Probability - Introduction - SS2 Mathematics Lesson Note
Probability is that branch of mathematics which deals with the possibilities or chances of events occurring. Such as the chance that rain will fall today or the chance that your favourite football will win their next game. Probability values exist on a range between \(0\) (meaning the event has no chance of happening) and \(1\) (the event will occur with certainty). Usually, most events have probabilities in a fraction or decimal form, that is, \(\frac{1}{6}\) or \(0.17\). The lower the probability value, the less likely that event is to occur and vice versa.
Mathematically, probability is the measure of an event taking place under certain laws of chance. Every possibility is an outcome. Usually, each outcome has an equal chance of happening, meaning they are equiprobable. For example, a die with \(6\) faces has an equiprobable chance of landing any of the \(6\) faces.
The set of all possible outcomes is called the equiprobable sample space. Events whose occurrence excludes all other outcomes at the same time is known as a mutually exclusive outcome. When a coin is tossed for instance, obtaining a head means you can’t obtain a tail at the same time.

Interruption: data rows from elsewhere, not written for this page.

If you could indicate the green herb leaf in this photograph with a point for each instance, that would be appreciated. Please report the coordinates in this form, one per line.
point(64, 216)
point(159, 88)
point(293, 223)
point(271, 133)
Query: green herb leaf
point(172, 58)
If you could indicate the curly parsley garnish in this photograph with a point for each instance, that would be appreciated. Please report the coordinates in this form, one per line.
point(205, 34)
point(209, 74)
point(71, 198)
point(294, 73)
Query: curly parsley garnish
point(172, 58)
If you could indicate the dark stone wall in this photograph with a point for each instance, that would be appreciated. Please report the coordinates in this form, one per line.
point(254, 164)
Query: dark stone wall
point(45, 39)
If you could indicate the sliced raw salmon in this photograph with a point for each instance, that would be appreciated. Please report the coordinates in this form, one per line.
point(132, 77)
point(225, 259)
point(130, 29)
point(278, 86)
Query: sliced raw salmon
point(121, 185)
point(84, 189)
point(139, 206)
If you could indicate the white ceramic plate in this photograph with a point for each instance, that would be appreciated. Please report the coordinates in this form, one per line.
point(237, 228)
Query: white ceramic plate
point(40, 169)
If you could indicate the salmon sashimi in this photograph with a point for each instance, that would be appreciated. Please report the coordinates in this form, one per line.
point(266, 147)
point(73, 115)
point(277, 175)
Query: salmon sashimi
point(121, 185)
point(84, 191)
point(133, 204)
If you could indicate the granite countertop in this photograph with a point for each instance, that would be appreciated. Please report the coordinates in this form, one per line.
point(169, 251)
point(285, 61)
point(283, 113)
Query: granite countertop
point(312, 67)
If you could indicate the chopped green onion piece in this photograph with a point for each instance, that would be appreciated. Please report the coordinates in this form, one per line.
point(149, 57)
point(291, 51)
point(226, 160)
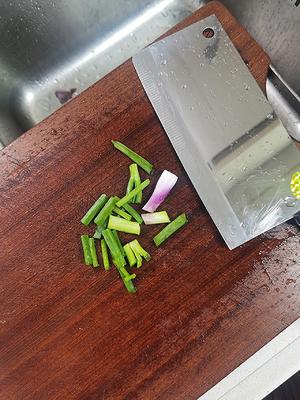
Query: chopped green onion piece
point(133, 193)
point(132, 212)
point(86, 249)
point(98, 231)
point(171, 228)
point(105, 211)
point(114, 249)
point(120, 224)
point(94, 210)
point(134, 172)
point(160, 217)
point(133, 156)
point(93, 252)
point(135, 245)
point(130, 185)
point(130, 255)
point(137, 255)
point(127, 280)
point(104, 253)
point(115, 233)
point(122, 213)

An independent outcome means two or more events have no influence over each other, such as taking a red ball out of bag of balls and putting it back before picking randomly from the same bag.
The probability of an event is equal to the number of possible outcomes over total outcomes. The probability of an event \(A\), \(P(A)\) is
\(P(A) = \frac{number\ of\ equiprobable\ favourable\ outcomes}{number\ of\ all\ equiprobable\ outcomes}\)

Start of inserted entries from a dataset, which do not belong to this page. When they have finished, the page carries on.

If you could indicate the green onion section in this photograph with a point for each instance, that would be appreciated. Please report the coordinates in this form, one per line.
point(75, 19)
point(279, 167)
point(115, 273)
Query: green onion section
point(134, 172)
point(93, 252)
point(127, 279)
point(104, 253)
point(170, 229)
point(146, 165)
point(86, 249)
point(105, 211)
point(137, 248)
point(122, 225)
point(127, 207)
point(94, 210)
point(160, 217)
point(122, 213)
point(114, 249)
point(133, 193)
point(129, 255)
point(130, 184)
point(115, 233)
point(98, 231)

Note, the probability that an event not occurring is equal to the probability of the event occurring subtracted from \(1\), that is \(P\left( A^{'} \right) = 1 - P(A)\). \(A'\) is read as “prime \(A\)”.
Example: A die is tossed once, what is the probability that an even number is obtained as the result?
Solution
\[equiprobable\ smaple\ space = \{ 1,2,3,4,5,6\}\]
\[favourable\ equiprobable\ outcomes = \{ 2,4,6\}\]
\[P(even\ number\ face) = \frac{number\ of\ equiprobable\ favourable\ outcomes}{number\ of\ all\ equiprobable\ outcomes} = \ \frac{3}{6} = \ \frac{1}{2}\]